Washington, Oct 2 : The full-throated welcome to Barack Obama from the huge African American audience at a Congressional Black Caucus dinner was tinged with growing confidence that victory and history may be within reach.
As Obama strode onto the stage in the cavernous ballroom on Saturday night, the audience jumped up, shouting, singing and clapping along with his campaign theme song, "Signed, Sealed, Delivered, I'm Yours."
Recent polls show Obama opening up a lead over his Republican rival John McCain, both nationally and in some key battleground states, particularly on economic issues, the Washington Post reported.

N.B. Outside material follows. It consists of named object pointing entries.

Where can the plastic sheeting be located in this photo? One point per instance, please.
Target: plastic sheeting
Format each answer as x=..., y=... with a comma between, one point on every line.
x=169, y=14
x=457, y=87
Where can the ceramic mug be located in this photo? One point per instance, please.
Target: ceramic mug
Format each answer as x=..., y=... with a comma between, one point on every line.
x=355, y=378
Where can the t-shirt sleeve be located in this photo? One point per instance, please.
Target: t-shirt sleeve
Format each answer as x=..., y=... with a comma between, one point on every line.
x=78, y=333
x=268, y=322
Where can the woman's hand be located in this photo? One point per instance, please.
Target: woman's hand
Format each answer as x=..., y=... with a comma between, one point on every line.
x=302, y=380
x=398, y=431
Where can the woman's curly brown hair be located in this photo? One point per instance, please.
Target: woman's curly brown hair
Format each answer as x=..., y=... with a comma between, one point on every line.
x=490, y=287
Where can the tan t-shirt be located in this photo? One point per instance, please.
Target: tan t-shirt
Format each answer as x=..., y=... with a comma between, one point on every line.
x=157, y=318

The consensus among many analysts was that Obama held his own in last week's debate, which focused mainly on foreign policy, an issue considered one of his Republican rival's strengths. And Obama's Black supporters continue to maintain a disciplined, united front, eschewing internal debates that could undermine his candidacy.
"I'm just feeling very strong and confident," said Kevin White, a commissioner from Hillsborough County, Fla., who attended the caucus dinner.
"I am not ready to declare victory, but in my heart I'm starting to feel it," said Godfrey Jacobs, a public health consultant from Baltimore.
Jacobs and others quickly qualified their comments, noting their concerns about overconfidence and that, in the end, too many White voters will not vote for a Black man.
Jesse L. Jackson agreed that the campaign was moving Obama's way but warned against complacency. "While we've got McCain against the ropes, we have to keep on pressing," he said.
Corey Ealons, a spokesman for the Obama campaign, said: "I would add that people should not rest on their laurels. They are the final link in the chain in getting this done."
Former congressman Major R. Owens (N.Y.) said he was "upbeat" about Obama's chances, pointing to what he viewed as mistakes by McCain, including his choice of Alaska Governor Sarah Palin as his running mate.